Le syndicalisme commence par l’action élémentaire de défense collective, la lutte contre la concurrence, pour la justice, l’égalité, la dignité. Un syndicat conquiert sa légitimité d’abord sur ces questions, et pas d’emblée sur des projets de société. Il est donc normal qu’une représentativité soit en quelque sorte enracinée dans le quotidien, et donc les élections à ce niveau ont du sens.
De ce point de vue, il est certain que le syndicalisme de lutte est en retard d’élaboration et de planification d’une méthode de travail efficiente pour renouveler son rapport au salariat. Il ne s’agit sans doute pas de copier les modèles CFDT. Mais inversement de ne pas se satisfaire d’un réflexe anti-CFDT qui ne fait rien avancer. Beaucoup peuvent s’interroger sur les décisions CGT non suivies d’effets en matière de plan de syndicalisation, ou d’un manque de souplesse ou de réactivité face à un jeune salariat qui aspire à des méthodes innovantes, s’informe par les réseaux sociaux, ou ne comprend pas des lourdeurs organisationnelles d’un autre âge.

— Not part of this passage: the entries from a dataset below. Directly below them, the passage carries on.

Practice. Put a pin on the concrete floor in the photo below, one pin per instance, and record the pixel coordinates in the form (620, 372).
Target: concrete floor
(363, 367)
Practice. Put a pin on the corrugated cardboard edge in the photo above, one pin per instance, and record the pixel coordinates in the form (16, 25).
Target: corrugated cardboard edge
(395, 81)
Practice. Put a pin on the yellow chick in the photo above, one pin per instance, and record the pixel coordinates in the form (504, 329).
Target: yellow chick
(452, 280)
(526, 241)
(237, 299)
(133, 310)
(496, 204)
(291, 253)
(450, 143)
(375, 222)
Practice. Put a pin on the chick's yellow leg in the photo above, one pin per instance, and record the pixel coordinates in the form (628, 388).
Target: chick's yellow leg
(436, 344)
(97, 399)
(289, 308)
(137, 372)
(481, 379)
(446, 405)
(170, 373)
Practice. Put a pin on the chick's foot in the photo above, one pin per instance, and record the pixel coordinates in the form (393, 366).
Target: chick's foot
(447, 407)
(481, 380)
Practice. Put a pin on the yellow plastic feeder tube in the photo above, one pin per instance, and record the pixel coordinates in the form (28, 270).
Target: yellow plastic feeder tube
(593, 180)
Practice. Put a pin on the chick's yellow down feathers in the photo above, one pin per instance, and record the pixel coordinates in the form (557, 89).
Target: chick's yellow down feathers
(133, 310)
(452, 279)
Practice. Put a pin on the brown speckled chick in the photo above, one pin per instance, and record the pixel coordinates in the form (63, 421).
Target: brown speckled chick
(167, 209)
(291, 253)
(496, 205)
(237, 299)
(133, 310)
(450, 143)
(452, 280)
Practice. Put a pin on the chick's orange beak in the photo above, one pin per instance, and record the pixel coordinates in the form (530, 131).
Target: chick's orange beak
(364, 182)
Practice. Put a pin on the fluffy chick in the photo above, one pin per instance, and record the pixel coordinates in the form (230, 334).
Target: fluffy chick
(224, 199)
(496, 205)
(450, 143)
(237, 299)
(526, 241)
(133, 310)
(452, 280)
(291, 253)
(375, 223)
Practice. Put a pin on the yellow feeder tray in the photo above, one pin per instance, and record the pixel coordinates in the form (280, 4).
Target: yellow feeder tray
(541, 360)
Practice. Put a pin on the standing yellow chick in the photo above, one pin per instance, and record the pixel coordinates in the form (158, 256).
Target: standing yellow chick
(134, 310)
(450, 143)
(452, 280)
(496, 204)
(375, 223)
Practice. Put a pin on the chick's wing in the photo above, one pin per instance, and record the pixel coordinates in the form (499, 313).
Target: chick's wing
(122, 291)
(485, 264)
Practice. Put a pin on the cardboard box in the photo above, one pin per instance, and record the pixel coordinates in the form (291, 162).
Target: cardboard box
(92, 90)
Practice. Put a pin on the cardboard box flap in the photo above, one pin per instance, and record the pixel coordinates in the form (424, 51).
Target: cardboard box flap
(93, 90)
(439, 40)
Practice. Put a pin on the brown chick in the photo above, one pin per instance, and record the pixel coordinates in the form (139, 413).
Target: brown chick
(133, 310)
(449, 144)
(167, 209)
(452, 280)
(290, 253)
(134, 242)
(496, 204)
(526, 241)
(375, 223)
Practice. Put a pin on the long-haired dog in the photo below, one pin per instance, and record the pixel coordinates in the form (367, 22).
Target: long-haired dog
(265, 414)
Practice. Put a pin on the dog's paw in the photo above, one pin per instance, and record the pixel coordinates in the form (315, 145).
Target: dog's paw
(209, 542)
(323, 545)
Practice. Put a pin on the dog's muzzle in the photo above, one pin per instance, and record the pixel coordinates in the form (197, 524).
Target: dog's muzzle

Si le dernier congrès de la CGT a été un congrès enthousiaste pour redonner une fierté combative, il a peu avancé sur les raisons qui aboutissent à des baisses de syndicalisation et de résultats électoraux dans les « bastions » traditionnels de la centrale (Air France, SNCF…). Quant à FO, son opacité sur les questions d’effectifs est légendaire… Seule l’Union syndicale Solidaires progresse régulièrement en effectifs, mais cela ne perce pas en résultats électoraux interprofessionnels, ce qui montre la difficulté d’un débat ne pouvant se réduire au pur volontarisme.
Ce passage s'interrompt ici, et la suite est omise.